A Fazenda Anoni tem uma área de 4.750 hectares e 474 famílias de agricultores assentados. O movimento reivindica a legalização da área, a imissão de posse aos agricultores, liberação de crédito, liberação de recursos para custeio agrícola e assistência técnica. ‘‘Nos últimos quatro anos o município tomou medidas paliativas como auxílio em sementes e calcário.
Hoje, há uma intermediação da prefeitura na negociação com o governo Federal, Incra e o proprietário da área, Bolivar Anoni’’, comentou o prefeito de Marmeleiro, Jairo Bandeira (PPB). ‘‘A fazenda não pode ser desapropriada, pois em 83 foi considerada empresa rural e cabe, neste caso, a compra da área pelo Incra’’, informou Bandeira.
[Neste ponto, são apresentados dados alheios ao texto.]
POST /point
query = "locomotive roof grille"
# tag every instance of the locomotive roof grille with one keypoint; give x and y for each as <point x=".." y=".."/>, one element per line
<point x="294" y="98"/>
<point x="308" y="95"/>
A superintendente do Incra, Maria de Oliveira, declarou que o órgão não tem nada a fazer porque o processo está na Vara Federal, em Cascavel. Na última semana, reuniram-se em Brasília o subprocurador geral da União, Valter Barletta, procurador geral do Incra, Sebastião Azevedo, e procurador geral do Incra no Paraná, Nirclézio Zabott, com o objetivo de buscar informações para fixar um preço para as propriedades conjuntas da Anoni no Paraná e Rio Grande do Sul. ‘‘O preço é o maior problema na negociação da Fazenda’’, finalizou Maria de Oliveira.